THE NEEDS OF THE MANY
The funny part was I came
across that message as I was leaving Oklahoma where I had just given a
leadership lecture, which had a major focus on standards. While we talked a lot
about leadership traits and the importance of all the cute leadership quotes,
the part regarding standards seemed to be the most engaging from the audience.
These were the people in charge of the standards for a huge federal agency with
a very important mission. You bet I was doing my best to get the point across
because quite frankly it benefits me and my family.

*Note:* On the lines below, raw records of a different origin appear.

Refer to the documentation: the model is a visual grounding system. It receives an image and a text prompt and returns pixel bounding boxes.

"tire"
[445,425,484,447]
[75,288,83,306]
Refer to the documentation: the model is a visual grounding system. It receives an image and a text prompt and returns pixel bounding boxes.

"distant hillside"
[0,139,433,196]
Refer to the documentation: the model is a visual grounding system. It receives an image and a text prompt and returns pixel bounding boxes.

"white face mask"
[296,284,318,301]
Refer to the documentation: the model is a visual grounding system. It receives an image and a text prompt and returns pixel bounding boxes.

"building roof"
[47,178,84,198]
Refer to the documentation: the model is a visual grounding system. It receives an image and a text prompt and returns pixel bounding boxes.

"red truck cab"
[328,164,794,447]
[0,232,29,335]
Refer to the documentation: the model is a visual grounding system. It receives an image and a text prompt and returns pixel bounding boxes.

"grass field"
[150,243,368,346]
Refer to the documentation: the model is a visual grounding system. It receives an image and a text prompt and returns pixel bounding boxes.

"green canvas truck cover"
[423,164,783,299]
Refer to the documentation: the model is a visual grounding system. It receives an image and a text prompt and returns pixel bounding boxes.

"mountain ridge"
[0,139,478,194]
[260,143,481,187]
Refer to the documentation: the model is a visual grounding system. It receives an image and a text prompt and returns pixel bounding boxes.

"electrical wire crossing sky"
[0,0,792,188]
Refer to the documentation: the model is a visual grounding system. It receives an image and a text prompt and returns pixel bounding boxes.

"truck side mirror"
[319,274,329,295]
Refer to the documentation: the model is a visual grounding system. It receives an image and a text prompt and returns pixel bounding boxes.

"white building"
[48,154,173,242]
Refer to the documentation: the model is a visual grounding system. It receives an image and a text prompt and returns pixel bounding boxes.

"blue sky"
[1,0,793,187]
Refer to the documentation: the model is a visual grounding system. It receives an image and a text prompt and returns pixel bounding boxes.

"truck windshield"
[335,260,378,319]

BACK TO THE JUICE BOX AWARD
What is the downside to
lowering standards, what does it really mean. I think from one point of view it
means diversity. More people can live out their dreams from childhood, dreams
like in this case being a firefighter. That means people who might not have had
a chance now have a chance. It’s all about the “me” instead of recognizing it’s
about the team. I sat there and told the audience there were times I didn’t get
picked for a mission because I wasn’t the best choice. Yah, it pissed me off,
yah I didn’t like it, but rather than cry about it, I did something about. I
figured out my weaknesses as it pertained to the mission and worked to improve.

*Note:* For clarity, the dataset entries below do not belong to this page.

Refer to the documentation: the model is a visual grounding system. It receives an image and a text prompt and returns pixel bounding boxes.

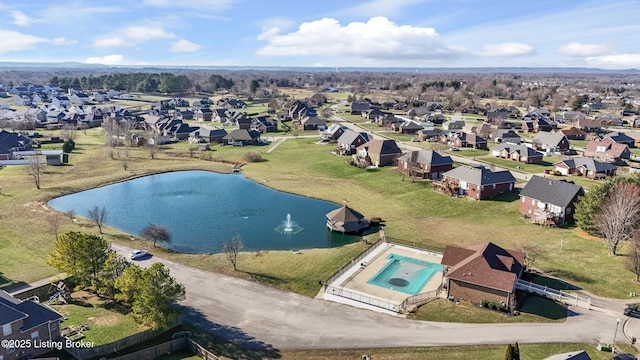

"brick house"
[0,291,64,359]
[584,137,631,162]
[336,130,368,155]
[396,149,453,180]
[356,139,402,167]
[489,144,543,164]
[554,157,617,179]
[532,132,570,152]
[442,243,524,310]
[560,127,587,140]
[450,132,488,149]
[440,165,516,200]
[518,175,585,226]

That is the beauty of standards, the work when implemented, enforced and
followed. I know it is silly logic, but it works.
THE DEMAND FOR HIGHER
STANDARDS
There’s an old saying
everything works until it doesn’t. So, if you lower standards what do you get?
In plain English you get a watered down product. There was a time when we aimed
for the moon, literally. It was the Space Race between the former USSR and the
US. So many amazing things occurred and I believe the Apollo 11 mission of
landing a man on the moon is still one of our crowning achievements as a
country. The standards in place to make the cut as an astronaut are there for a
reason, a damn good one. I get it, do we need to see the same level of
standards if we are say going to run into a burning building. I’m going to say
probably not, however what is the same is the development of standards as it
pertains to each field.
BREAKING IT DOWN
It doesn’t matter if you
are strapped into a rocket or running into a burning building the objectives to
achieve peak performance from each field are pretty much the same. You identify
a task, you establish the conditions and then you determine the standard. The
standard is establishing the expected outcome for everyone. It is the most
important part to the objective formula, you have to put the most time into it
ensuring it is relative, realistic and repeatable.
SOMETIMES AND MAYBE ARE NOT
STANDARDS
Integrity is component that
is often misunderstood, but when I apply it to performance objectives it means
they are the exact same across the board. As a training company we go out of
our way to ensure our performance objectives are exactly the same. Without
that, we become subjective and not objective. It is critical to remain
objective when evaluating anything, there are no favors, backdoors or
mulligans. There is just performance, you either pass or fail. Recently as we
were establishing our 2015 calendar I had a host who wanted us to use their
readily available targets. Our response was of course we can do that, but here
is the cost of that decision. We will have to tell the students their final
grade will not count since they were not measured against the standard that all
others were. That is why people come to us to train, it is because of our
relentless pursuit of standards.
I’m sure everyone can talk
a good game until it is their ass strapped to 4.4 million pounds of rocket
fuel. Hopefully there is some comfort knowing standards were not lowered
because someone had a dream to work for NASA who didn’t get all A’s in school.